M. Cluthers est fou. Il vit dans un monde parallèle où sa modeste usine de fabrication d’enveloppes reçevrait encore des commandes. Une boîte qui fait réparer ses vieilles machines par son unique employé, tandis que la secrétaire tente vainement de ramener le patron à la raison. Le malheureux, perdu dans son délire sans fin, monologue à longueur de journée, qu’il soit au travail ou dans son rituel bus vers la maison. A force, on se demande même s’il n’est pas en train de rêver, ou s’il ne séjourne pas dans un monde virtuel, coincé chez lui ou dans un lit d’hôpital. Finalement, cette situation touche surtout les derniers mohicans, ces deux salariés qui patiemment, lui répètent que tout est fini...

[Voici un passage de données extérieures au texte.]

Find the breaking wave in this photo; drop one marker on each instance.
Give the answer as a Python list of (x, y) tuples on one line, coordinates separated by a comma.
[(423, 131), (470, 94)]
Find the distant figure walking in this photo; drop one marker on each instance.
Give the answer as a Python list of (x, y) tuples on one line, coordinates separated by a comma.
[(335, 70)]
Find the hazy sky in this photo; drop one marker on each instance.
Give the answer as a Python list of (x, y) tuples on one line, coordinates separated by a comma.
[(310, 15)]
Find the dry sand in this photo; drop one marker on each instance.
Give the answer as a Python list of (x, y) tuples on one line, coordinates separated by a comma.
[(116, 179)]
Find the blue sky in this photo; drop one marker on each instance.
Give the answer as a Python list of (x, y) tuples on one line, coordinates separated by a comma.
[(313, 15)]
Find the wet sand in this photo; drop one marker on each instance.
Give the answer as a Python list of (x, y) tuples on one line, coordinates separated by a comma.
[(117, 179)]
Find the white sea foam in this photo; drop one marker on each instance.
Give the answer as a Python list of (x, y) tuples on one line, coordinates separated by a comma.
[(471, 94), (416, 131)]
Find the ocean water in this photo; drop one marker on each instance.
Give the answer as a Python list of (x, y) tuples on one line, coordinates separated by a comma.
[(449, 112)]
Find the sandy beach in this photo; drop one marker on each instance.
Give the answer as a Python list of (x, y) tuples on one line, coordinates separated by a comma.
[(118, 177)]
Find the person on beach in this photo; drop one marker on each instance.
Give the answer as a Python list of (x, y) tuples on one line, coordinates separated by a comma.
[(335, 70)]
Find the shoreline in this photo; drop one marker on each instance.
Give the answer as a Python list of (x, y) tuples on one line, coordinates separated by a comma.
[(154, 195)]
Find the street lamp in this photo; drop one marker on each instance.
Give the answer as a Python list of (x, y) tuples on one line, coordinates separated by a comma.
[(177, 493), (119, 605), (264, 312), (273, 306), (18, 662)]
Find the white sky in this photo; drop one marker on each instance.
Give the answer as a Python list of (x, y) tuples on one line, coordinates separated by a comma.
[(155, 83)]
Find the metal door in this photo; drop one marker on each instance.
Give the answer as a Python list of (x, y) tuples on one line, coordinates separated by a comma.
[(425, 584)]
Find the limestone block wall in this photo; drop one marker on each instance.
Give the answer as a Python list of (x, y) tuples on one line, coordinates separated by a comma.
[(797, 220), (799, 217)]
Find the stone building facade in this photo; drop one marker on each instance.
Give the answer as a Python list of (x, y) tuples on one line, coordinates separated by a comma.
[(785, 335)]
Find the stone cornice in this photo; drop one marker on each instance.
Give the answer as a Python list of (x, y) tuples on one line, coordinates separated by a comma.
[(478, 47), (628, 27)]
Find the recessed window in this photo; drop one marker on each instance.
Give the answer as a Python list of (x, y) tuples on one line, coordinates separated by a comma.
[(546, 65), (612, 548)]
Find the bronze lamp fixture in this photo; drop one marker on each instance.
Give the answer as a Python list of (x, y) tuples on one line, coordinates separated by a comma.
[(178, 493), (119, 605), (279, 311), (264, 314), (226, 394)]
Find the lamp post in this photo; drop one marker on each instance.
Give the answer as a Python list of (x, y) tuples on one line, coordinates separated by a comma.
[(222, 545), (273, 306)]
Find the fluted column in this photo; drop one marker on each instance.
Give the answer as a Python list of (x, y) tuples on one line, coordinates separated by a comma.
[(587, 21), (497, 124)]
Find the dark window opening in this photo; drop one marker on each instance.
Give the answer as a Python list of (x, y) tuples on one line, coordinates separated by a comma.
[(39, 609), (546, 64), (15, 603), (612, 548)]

L’album se déroule dans les années 50, quelque part entre le Canada et les États-Unis, mais il pourrait s’enraciner dans n’importe quelle fabrique en fin de cycle, en occident. Peu importe le lieu, le produit -on ne verra d’ailleurs pas la moindre enveloppe produite !-, pour Chris Oliveros, l’essentiel tient au personnage. Dévoré par son travail, totalement aliéné par un échec qu’il n’a pas su voir, il meurt à petit feu, comme son entreprise. Et cette histoire finalement assez répétitive, son dessin minimaliste, ses personnages qui semblent lutter contre le ridicule à longueur de page, prend une tournure universelle. Car ils existent vraiment, tous ces patrons borderline, obsédés par le travail... A cet égard, les scènes domestiques, ou Cluthers s’avère incapable d’écouter sa femme, sont saisissantes.
Outre un choix typé comics indés, l’auteur a bien fait de s’éloigner du réalisme. Son dessin fait presque penser, parfois, à du Willem. Chris Oliveros, demeure avant tout connu comme éditeur, et pas des moindres : Chester Brown, Adrian Tomine, Seth et Joe Matt ont publié chez Drawn and Quarterly, la maison qu’il a fondée en 1990.